Возле нас возник какой-то высокий знатный человек, мрачный как одеждой, так и взглядом. Все, кто стоял рядом, поджали языки. Черные хваткие глаза впивались во всех и вся. Орлиный нос и черная борода дополняли тревожный облик. Лишь золотой крест на шее сиял ярким пятном. Но блеск его казался каким-то зловещим. Так мерцают глаза голодного хищника, идущего на охоту. Я пристально наблюдал за необычным человеком. Он возник словно по волшебству — даже я не понял когда и как. От него веяло сырым пронзающим холодом. Он напоминал большого могильного ворона. Человек придирчиво осмотрел место происшествия, обвел враз притихшую толпу гнетущим взглядом и развернулся к виновнику. Невнимательный стражник тут же принялся бегло лепетать что-то оправдательное. Он указывал дрожащей рукой то на алебарду, то на холодеющий труп гадалки. Она лежала среди разбросанных фруктов, в разрастающейся луже крови. Человек в черном сурово взирал то на тело несчастной (или счастливой?) женщины, то на алебардщика. Губы его крепко сжимались. Он подозвал двух ближайших стражей, коротко распорядился, и они подхватили под руки собрата. Алебардщик принялся громко возмущаться. Высокий мрачный человек погрозил ему золотым крестом, и солдат безропотно сдался. Его быстро повели куда-то прочь.

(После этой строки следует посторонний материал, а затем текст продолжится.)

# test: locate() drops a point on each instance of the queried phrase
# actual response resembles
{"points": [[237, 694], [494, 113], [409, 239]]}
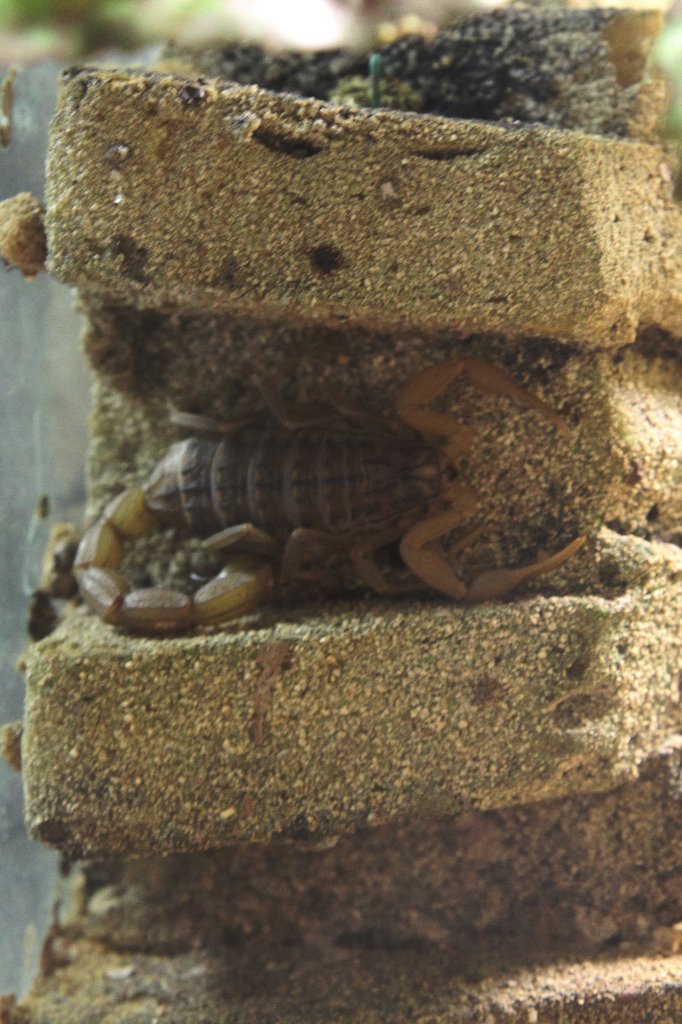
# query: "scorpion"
{"points": [[321, 479]]}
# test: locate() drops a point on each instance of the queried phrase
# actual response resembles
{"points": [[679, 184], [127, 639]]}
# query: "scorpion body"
{"points": [[337, 479], [294, 488]]}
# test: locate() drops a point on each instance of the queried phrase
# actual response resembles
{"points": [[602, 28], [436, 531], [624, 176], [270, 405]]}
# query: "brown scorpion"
{"points": [[308, 481]]}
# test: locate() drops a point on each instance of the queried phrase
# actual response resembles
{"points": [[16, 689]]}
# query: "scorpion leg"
{"points": [[197, 423], [423, 554], [332, 408], [432, 381], [427, 559], [296, 560], [239, 588], [244, 537]]}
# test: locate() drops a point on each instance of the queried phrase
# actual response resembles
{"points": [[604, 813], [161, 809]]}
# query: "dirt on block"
{"points": [[250, 203]]}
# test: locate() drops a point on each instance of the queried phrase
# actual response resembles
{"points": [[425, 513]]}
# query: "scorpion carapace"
{"points": [[293, 489]]}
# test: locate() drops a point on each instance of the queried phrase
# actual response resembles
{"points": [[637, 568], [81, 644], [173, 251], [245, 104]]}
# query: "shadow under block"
{"points": [[375, 217], [317, 722]]}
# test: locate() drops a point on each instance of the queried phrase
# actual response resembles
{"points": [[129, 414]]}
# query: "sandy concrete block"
{"points": [[313, 720], [93, 983], [561, 911], [231, 199]]}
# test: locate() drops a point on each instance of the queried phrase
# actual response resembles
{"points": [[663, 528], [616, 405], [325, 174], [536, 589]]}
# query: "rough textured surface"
{"points": [[560, 912], [301, 725], [23, 235], [202, 986], [537, 491], [569, 69], [253, 203], [550, 724]]}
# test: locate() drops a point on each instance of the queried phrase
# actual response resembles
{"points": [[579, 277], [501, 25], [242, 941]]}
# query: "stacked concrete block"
{"points": [[430, 810]]}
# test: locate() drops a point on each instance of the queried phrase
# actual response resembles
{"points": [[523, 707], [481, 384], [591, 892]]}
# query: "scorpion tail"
{"points": [[246, 583]]}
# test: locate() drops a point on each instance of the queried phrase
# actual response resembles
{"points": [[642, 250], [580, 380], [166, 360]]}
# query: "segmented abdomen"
{"points": [[334, 478]]}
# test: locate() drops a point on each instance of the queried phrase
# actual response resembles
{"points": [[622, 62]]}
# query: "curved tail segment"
{"points": [[246, 583]]}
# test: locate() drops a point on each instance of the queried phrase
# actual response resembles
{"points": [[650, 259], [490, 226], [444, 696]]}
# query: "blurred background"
{"points": [[44, 382]]}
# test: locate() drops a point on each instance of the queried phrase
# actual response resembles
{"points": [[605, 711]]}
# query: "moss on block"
{"points": [[308, 721], [227, 198], [585, 70]]}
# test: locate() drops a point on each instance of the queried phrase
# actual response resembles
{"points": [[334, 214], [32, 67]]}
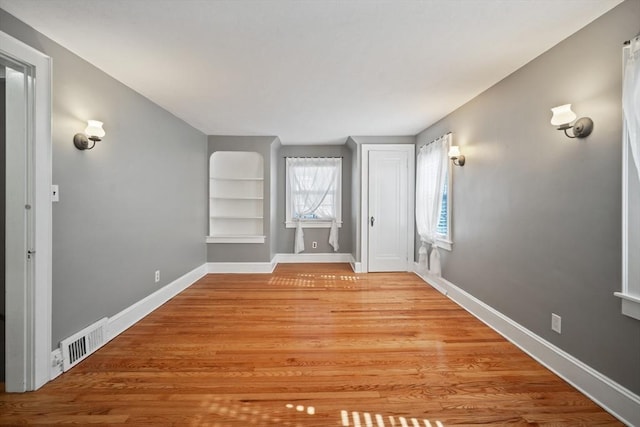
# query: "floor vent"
{"points": [[80, 345]]}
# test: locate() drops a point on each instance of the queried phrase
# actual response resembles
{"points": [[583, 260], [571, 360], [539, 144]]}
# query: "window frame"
{"points": [[290, 222], [445, 241]]}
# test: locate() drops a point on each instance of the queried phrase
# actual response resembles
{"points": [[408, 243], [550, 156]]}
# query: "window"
{"points": [[313, 191], [433, 190], [631, 182], [443, 220]]}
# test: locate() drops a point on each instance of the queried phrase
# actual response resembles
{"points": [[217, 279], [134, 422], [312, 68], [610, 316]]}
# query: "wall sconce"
{"points": [[93, 132], [454, 154], [563, 116]]}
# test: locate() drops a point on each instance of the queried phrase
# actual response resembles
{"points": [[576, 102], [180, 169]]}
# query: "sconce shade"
{"points": [[456, 156], [562, 115], [93, 133], [94, 130], [454, 151]]}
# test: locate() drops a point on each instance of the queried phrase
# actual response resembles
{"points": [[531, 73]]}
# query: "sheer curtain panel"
{"points": [[313, 195], [431, 173]]}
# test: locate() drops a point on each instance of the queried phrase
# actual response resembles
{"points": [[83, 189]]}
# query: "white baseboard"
{"points": [[240, 267], [616, 399], [318, 257], [356, 266], [132, 314]]}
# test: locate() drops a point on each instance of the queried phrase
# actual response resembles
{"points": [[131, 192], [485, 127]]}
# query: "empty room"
{"points": [[320, 213]]}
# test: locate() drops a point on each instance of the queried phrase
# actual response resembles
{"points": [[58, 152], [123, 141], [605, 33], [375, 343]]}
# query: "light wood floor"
{"points": [[310, 345]]}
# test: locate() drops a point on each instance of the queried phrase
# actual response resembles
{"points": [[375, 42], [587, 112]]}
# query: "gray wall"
{"points": [[131, 206], [537, 216], [273, 212], [3, 187], [245, 252], [285, 236]]}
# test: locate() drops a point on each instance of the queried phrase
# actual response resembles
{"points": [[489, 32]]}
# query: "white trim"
{"points": [[37, 307], [319, 257], [311, 223], [616, 399], [364, 200], [444, 244], [356, 266], [240, 267], [268, 267], [134, 313]]}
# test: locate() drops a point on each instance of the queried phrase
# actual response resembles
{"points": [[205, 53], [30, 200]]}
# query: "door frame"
{"points": [[33, 352], [364, 200]]}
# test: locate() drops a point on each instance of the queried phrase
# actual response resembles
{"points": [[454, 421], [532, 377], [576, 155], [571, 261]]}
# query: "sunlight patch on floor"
{"points": [[366, 420]]}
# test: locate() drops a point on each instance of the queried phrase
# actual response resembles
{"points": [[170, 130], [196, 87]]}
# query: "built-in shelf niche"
{"points": [[236, 196]]}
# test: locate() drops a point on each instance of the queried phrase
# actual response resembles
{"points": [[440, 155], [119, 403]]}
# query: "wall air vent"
{"points": [[80, 345]]}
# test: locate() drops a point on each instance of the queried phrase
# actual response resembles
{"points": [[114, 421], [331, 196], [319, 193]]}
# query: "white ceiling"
{"points": [[308, 71]]}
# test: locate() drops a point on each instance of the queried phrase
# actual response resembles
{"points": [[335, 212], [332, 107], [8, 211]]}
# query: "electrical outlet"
{"points": [[55, 193], [556, 323]]}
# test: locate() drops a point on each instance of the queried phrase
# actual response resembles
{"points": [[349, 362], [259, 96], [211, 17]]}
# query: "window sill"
{"points": [[447, 245], [630, 305], [312, 223]]}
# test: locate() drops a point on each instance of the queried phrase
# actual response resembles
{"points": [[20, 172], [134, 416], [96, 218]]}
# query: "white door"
{"points": [[388, 219], [28, 215], [17, 208]]}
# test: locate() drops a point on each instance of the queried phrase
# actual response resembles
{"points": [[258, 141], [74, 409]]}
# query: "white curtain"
{"points": [[313, 187], [431, 173], [298, 246], [631, 101]]}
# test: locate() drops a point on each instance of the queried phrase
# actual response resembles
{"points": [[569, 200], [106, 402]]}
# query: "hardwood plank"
{"points": [[309, 345]]}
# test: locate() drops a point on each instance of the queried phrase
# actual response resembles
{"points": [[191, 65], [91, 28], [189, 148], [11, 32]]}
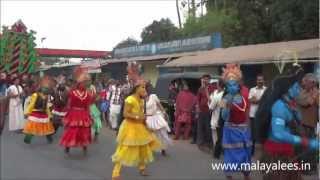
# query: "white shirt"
{"points": [[255, 92], [215, 99], [152, 106]]}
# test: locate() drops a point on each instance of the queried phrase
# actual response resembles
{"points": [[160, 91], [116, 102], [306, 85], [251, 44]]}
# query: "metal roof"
{"points": [[249, 54]]}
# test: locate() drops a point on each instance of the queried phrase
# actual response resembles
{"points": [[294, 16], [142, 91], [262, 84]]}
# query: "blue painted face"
{"points": [[232, 87], [294, 90]]}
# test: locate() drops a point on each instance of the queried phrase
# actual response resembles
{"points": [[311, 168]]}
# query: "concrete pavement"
{"points": [[47, 161]]}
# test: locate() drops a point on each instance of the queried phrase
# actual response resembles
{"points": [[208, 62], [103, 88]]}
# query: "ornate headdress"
{"points": [[46, 82], [232, 72], [81, 74], [134, 73]]}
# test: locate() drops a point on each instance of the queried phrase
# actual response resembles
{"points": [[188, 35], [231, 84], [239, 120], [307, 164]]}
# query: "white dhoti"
{"points": [[114, 115], [16, 115]]}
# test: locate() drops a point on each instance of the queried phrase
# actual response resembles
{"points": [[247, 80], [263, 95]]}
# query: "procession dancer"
{"points": [[156, 122], [38, 114], [16, 117], [135, 141], [77, 122], [95, 113], [280, 121], [236, 138], [59, 110]]}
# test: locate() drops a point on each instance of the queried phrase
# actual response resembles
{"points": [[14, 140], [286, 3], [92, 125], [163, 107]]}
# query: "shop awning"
{"points": [[306, 50], [149, 58]]}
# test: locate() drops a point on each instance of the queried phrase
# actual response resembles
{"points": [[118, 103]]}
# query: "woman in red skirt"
{"points": [[77, 122]]}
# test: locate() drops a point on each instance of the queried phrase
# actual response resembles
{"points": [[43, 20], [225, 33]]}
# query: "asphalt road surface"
{"points": [[47, 161]]}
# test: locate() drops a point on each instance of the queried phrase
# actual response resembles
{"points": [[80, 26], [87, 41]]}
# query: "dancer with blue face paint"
{"points": [[236, 139], [280, 122]]}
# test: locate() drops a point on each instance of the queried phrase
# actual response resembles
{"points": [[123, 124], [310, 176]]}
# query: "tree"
{"points": [[256, 21], [127, 43], [159, 31]]}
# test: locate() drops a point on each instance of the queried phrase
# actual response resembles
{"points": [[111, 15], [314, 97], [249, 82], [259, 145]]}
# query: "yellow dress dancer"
{"points": [[38, 121], [135, 142]]}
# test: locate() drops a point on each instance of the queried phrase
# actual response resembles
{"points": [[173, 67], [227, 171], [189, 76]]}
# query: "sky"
{"points": [[86, 24]]}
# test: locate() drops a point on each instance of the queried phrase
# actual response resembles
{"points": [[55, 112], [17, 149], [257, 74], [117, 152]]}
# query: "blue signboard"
{"points": [[183, 45]]}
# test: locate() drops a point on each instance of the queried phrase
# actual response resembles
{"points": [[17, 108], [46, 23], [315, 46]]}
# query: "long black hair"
{"points": [[280, 86]]}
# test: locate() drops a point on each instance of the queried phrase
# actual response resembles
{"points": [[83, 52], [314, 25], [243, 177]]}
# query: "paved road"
{"points": [[47, 161]]}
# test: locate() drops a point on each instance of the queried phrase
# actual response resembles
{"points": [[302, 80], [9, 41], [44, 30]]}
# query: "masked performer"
{"points": [[38, 113], [236, 139], [77, 122], [279, 121], [135, 142], [60, 99]]}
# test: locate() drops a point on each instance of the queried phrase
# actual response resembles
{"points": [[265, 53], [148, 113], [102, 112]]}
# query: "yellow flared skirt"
{"points": [[38, 128], [135, 144]]}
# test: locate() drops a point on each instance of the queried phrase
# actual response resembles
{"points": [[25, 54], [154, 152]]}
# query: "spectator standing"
{"points": [[185, 104], [255, 95], [16, 116], [3, 99], [115, 97], [204, 137], [214, 106], [173, 92], [308, 104]]}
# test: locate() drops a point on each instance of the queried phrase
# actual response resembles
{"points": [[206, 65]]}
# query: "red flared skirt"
{"points": [[77, 129]]}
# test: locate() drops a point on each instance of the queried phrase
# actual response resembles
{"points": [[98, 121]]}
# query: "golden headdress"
{"points": [[134, 73], [81, 74], [232, 72], [46, 82]]}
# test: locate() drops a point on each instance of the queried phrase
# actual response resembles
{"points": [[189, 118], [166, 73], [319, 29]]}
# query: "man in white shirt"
{"points": [[255, 95]]}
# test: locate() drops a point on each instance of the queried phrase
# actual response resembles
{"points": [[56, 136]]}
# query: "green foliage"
{"points": [[256, 21], [159, 31], [127, 43]]}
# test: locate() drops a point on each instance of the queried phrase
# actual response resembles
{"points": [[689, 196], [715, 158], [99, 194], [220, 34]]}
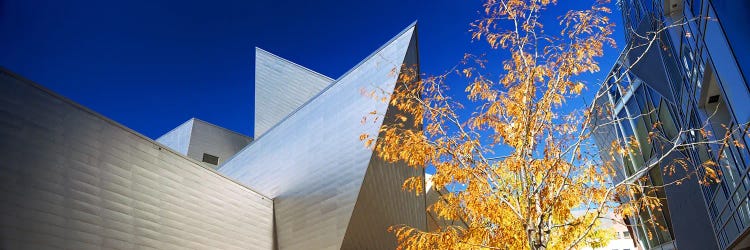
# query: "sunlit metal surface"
{"points": [[313, 164], [281, 87], [73, 179]]}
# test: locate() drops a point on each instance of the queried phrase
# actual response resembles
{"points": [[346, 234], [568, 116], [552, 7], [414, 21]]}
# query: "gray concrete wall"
{"points": [[214, 140], [73, 179]]}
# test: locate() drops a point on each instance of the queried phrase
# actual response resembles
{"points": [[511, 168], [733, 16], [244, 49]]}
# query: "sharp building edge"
{"points": [[693, 77], [281, 87], [75, 179], [318, 162]]}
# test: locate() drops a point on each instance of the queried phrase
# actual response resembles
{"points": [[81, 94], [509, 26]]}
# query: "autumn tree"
{"points": [[522, 159]]}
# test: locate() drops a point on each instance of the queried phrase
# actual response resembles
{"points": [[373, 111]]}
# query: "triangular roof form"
{"points": [[313, 164], [281, 87]]}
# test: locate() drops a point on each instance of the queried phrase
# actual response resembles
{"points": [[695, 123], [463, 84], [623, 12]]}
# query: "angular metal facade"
{"points": [[196, 137], [73, 179], [313, 164], [692, 78], [281, 87]]}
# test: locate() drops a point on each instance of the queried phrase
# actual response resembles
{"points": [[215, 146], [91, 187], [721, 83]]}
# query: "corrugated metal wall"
{"points": [[71, 178]]}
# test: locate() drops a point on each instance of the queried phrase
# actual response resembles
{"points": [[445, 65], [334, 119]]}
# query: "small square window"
{"points": [[210, 159]]}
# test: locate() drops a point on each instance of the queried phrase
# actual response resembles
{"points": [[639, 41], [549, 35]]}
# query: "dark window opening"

Воины прибывали. Девушка, которая минуту назад желала отомстить этой гадалке, понуро молчала в сторонке. Глаза ее таили тяжелый влажный блеск. В них отражалось и мелькало что-то красноватое, когда она смотрела вниз и сдерживала подступающую тошноту. Разносчик тоже окаменел и до сих пор не мог прийти в себя. Он стоял с опущенными руками и чуть присев. Люди вокруг охали и причитали. Некоторые суеверно оглядывались и поспешно отступали подальше. Даже собаки перестали лаять.
Не странно ли?
Да, странно.
Но не для того, кто ведал истину.
А таков здесь был один…
Человек в черном коротко распорядился. Откуда-то появился полосатый полог. Солдаты поспешно завернули в него тело, подхватили и проворно понесли прочь. Толпа без лишних окриков в траурном молчании раздалась в стороны. Холщовый полог напитался темной влагой — за процессией тянулся четкий кровавый след. Все со смешанным чувством суеверного страха и недоумения провожали взглядом неудачливую гадалку.
Я тяжело вздохнул. Разжал кулак и посмотрел на ладонь, которую не так давно поднес предсказательнице. И всего-то — чистая гладкая поверхность! Что в ней такого убийственного? Другой бы так и вовсе не обратил внимания. Эх! Я в очередной раз убедился, что нельзя шутить с истиной! Нельзя так свободно преподносить ее людям, полагая, что им это необходимо! Нельзя! Вот к каким неожиданным последствиям она, порой, приводит. Ее можно лишь давать по крупицам, на что, собственно, и уходит вся человеческая жизнь. Но не так сразу. Иначе то может повлечь смерть. Да, не всякий в состоянии принять истину враз.
Я спокойно опустил руку. И если кто-то посмотрел бы вниз, то теперь ужаснулся бы еще больше — на ладони медленно и торжественно проступали какие-то странные линии. Они незаметно ползли по бледной коже. Казалось, то змеи спешили на охоту. Они замирали, они вздрагивали, бывало — возвращались назад. Иные снова пропадали, их место занимали новые. Некоторые были тонкими и неприметными, другие четкими и длинными. Но это неважно. Важно то, что они были. Теперь. Впрочем, они с такой же легкостью снова могут исчезнуть. Никто не должен ведать о моей судьбе. Особенно те, кто способен ее узнать. Иначе во мне снова увидят человека.
Судьба — удел человека.
У меня нет судьбы.
У меня есть желания.
И пусть говорят, что любое действие предопределено. Пусть это даже и так. Ведь это хорошо. Это порождает связь между всеми действиями, порождает реальность и время. Но не для всех. Особенно не для тех, кто обожает играть судьбой…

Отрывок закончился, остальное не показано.